Au soutien de ses demandes elle fait valoir que l’expertise a mis en évidence le fait que les soins prodigués par le docteur [W] n’ont pas été attentifs, consciencieux et conformes aux données acquises de la science. Ainsi au niveau de la mandibule elle lui indique que les bridges sont le fruit d’un plan de traitement non conforme, d’une réalisation défaillante avec comme conséquence la présence d’une gingivite chronique, d’infections récurrentes et de difficultés à s’alimenter, et esthétiquement non satisfaisants.
Elle ajoute que le docteur [W] a manqué à son obligation d’information, aucun formulaire de consentement éclairé n’ayant été fourni ni signé.
Sur son préjudice elle expose avoir été contrainte de faire l’avance de frais de reprise, pour une somme de 25.206,13 € restant à sa charge. En désaccord avec l’expert, elle estime que le taux de déficit fonctionnel temporaire partiel doit être fixé à 10 % au lieu de 2 %, et le taux de déficit fonctionnel permanent à 5 % au lieu de 2 % compte tenu du retentissement psychologique.
Le docteur [W] et la MACSF ont conclu le 11 mars 2024 à la réduction des sommes pouvant être allouées à madame [E] et au rejet des demandes concernant le défaut d’information aux motifs que l’octroi d’une indemnisation en raison de la faute dans le choix du traitement et au titre de la perte de chance de refuser ce traitement conduirait à une double indemnisation, qu’aucun manquement au devoir d’information n’est caractérisé dès lors que madame [E] a signé les devis et un formulaire de consentement mentionnant un risque d’échec et de complications.
Sur le montant du préjudice ils exposent que madame [E] ne justifie pas des dépenses de santé actuelles restées à sa charge pour la reprise des soins, ni des frais de déplacement dont elle sollicite le remboursement, que le taux de déficit fonctionnel permanent est nul dès lors que les dents défaillantes ont été remplacées et qu’en tout état de cause ce poste de préjudice ne peut être liquidé en absence de consolidation.

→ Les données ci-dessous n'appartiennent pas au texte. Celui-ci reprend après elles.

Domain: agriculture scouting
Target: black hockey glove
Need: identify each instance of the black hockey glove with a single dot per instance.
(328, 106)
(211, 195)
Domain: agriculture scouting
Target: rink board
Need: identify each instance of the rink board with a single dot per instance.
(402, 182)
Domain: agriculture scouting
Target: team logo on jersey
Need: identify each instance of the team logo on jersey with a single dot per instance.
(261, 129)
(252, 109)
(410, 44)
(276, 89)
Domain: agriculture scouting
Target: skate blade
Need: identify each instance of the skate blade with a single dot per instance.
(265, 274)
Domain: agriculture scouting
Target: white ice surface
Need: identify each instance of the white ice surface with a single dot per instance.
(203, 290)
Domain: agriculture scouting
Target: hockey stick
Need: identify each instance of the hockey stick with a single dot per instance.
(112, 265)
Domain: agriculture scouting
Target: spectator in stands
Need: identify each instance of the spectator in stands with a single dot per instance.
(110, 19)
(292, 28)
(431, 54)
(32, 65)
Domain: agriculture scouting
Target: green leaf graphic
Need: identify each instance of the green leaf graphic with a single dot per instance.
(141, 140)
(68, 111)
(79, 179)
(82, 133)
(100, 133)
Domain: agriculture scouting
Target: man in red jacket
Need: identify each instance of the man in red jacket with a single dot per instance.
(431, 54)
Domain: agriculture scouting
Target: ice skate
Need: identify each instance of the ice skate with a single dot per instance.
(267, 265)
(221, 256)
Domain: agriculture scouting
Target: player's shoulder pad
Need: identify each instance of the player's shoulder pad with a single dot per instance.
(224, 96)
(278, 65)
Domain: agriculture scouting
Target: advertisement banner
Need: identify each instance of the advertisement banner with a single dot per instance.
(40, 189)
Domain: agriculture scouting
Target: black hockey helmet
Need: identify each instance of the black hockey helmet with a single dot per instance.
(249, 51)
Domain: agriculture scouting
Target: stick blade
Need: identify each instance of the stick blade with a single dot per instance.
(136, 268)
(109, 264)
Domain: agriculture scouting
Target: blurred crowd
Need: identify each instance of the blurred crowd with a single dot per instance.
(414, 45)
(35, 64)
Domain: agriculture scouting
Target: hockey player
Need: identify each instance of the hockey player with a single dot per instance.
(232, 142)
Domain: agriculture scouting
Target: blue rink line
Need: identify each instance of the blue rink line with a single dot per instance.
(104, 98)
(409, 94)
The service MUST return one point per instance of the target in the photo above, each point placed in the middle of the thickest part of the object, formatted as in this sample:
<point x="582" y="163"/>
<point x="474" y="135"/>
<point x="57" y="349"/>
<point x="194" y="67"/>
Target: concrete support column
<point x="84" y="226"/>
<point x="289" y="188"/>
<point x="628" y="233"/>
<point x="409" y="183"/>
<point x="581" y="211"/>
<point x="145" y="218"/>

La CPAM des Bouches du Rhône n’a pas constitué avocat.
PAR CES MOTIFS :
Le tribunal, statuant par jugement réputé contradictoire et en premier ressort :
Condamne in solidum le docteur [K] [W] et la MACSF à payer à madame [I] [Y] épouse [E] la somme de 42.756,13 € de dommages et intérêts, avec intérêts au taux légal à compter du présent jugement ;
Réserve la demande au titre du déficit fonctionnel temporaire ;
Dit qu’il appartiendra à madame [I] [Y] épouse [E] de saisir à nouveau le tribunal, le cas échéant, afin d’obtenir l’indemnisation de ce poste de préjudice dès que la consolidation de son état de santé sera acquise ;
Déboute madame [I] [Y] épouse [E] de sa demande au titre de la perte de chance ;
Condamne in solidum le docteur [K] [W] et la MACSF à payer à madame [I] [Y] épouse [E] la somme de 3.000 € en application de l’article 700 du code de procédure civile ;
Condamne in solidum le docteur [K] [W] et la MACSF aux dépens, qui comprendront les frais d’expertise, avec droit de recouvrement direct au profit de maître COLONNA-MILANINI, conformément à l’article 699 du code de procédure civile.
AINSI JUGÉ, PRONONCÉ ET MIS À DISPOSITION AU GREFFE DE LA PREMIÈRE CHAMBRE CIVILE DU TRIBUNAL JUDICIAIRE DE MARSEILLE LE VINGT ET UN NOVEMBRE DEUX MILLE VINGT QUATRE.